A quick cap that works well is 6–10 tests per unit (function/module). If you need more, it usually means your unit is doing too much or your contract is unclear.

What’s wrong with generating lots of happy-path tests?

Happy-path tests mostly prove that your example still works. They tend to miss the stuff that breaks in production.

High-signal tests target:

Boundaries (0/1/max, empty/null, off-by-one)
Failure modes (timeouts, invalid inputs, dependency errors)
Invariants (rules that must always hold, like “no partial write on error”)

What should I write down before asking an AI to generate tests?

Start with a tiny contract you can read in one breath:

Inputs: types, allowed ranges, what counts as empty/missing
Outputs: success shape and error shape
Side effects: what can be written/changed (DB, files, network)
“Must never happen”: crash, silent data loss, double charge, partial writes

Then generate tests from that contract, not from examples alone.

Which boundary cases are usually worth testing?

Test these first:

Min/max values (0, 1, max, max+1)
Empty vs present ("", [], null/nil)
Off-by-one (n-1, n, n+1)
Formatting edges (whitespace-only strings, leading zeros)
Time cutoffs (just before/after expiry)

Pick one or two per input dimension so each test covers a unique risk.

How do I write a good “failure mode” test instead of a shallow one?

A good failure-mode test proves two things:

The function returns a clear, expected error (type/message/status).
It fails safely:

no partial state changes
no leaked internal details
no retries or side effects you didn’t intend

If there’s a database write involved, always check what happened in storage after the failure.

How do I turn an invariant into a test assertion?

Default approach: turn the invariant into an assertion on observable outcomes.

Examples:

“Total never negative” → expect(total).toBeGreaterThanOrEqual(0)
“On error, no state changes” → assert no new rows / no flags flipped
“Idempotent” → call twice and assert the second call doesn’t change state

Prefer checking both and , because many bugs hide in “returned OK but wrote the wrong thing.”

When is a happy-path test still worth writing?

It’s worth keeping a happy-path test when it protects an invariant or a critical integration.

Good reasons to keep one:

It asserts a key invariant on normal input (e.g., rounding rules)
It locks down an API contract that callers rely on
It guards against a past incident regression

Otherwise, trade it for boundary/failure tests that catch more classes of bugs.

What should I ask the model to output before generating test code?

Push for PHASE 1: plan only first.

Require the model to provide:

6–10 proposed tests max
For each: intent, setup, input, expected result, why it’s high-signal
A small boundary matrix
A failure-mode list
3–5 invariants and how to assert them

Only after you approve the plan should it generate code.
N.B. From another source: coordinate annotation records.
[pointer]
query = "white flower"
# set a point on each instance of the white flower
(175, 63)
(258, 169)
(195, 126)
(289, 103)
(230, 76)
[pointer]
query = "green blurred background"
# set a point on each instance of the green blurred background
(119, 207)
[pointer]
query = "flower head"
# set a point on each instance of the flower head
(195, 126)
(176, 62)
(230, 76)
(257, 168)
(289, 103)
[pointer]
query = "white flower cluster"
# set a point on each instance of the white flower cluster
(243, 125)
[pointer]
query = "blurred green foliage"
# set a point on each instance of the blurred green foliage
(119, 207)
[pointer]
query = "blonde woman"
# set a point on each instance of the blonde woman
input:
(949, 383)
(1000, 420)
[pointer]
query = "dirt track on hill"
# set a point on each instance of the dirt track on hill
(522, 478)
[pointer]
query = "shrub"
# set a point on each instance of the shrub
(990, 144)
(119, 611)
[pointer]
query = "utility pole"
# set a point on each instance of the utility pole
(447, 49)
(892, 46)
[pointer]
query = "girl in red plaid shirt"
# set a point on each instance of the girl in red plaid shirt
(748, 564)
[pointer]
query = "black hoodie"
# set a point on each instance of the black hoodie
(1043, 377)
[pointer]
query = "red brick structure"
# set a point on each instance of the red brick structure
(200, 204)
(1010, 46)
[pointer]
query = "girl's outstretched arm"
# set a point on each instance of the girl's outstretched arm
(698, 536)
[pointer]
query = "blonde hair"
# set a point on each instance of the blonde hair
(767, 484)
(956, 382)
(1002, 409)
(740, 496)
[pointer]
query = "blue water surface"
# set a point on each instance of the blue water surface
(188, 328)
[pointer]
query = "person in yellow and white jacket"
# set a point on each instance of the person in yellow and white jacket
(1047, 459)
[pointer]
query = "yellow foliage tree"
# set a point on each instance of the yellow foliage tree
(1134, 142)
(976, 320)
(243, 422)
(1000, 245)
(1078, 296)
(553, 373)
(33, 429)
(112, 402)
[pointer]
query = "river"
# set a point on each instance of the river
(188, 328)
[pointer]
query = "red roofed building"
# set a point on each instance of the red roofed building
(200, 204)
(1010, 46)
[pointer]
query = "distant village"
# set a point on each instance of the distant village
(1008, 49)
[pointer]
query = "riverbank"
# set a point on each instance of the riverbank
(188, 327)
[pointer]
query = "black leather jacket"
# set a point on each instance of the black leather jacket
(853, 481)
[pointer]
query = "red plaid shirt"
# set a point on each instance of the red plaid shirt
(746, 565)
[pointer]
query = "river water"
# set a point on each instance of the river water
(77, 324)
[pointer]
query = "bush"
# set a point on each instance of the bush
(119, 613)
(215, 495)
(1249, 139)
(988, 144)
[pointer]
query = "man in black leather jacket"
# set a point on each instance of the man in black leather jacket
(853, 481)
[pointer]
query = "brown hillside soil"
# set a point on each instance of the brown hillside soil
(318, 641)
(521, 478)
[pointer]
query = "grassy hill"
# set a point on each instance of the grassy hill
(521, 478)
This prevents “20 look-alike tests” output.

How do I avoid tests that are brittle because they mock too much?

Default: mock only the boundary you don’t own (DB/network/clock), and keep everything else real.

To avoid over-mocking:

Don’t mock internal helpers just to mirror implementation
Use a real in-memory version when feasible, or a small fake with clear behavior
Mock the clock/randomness only when it affects the assertion

If a test breaks on refactor but behavior didn’t change, it’s often over-mocked or too implementation-coupled.

How can I quickly tell if an AI-generated test is low-value?

Use a simple deletion test:

If you delete the test and lose no boundary, no failure mode, and no invariant, it didn’t earn its place.

Also scan for duplicates:

If two tests would fail for the same bug, keep the one with the stronger assertion.
If assertions are just “not null” or “status 200,” strengthen them or remove the test.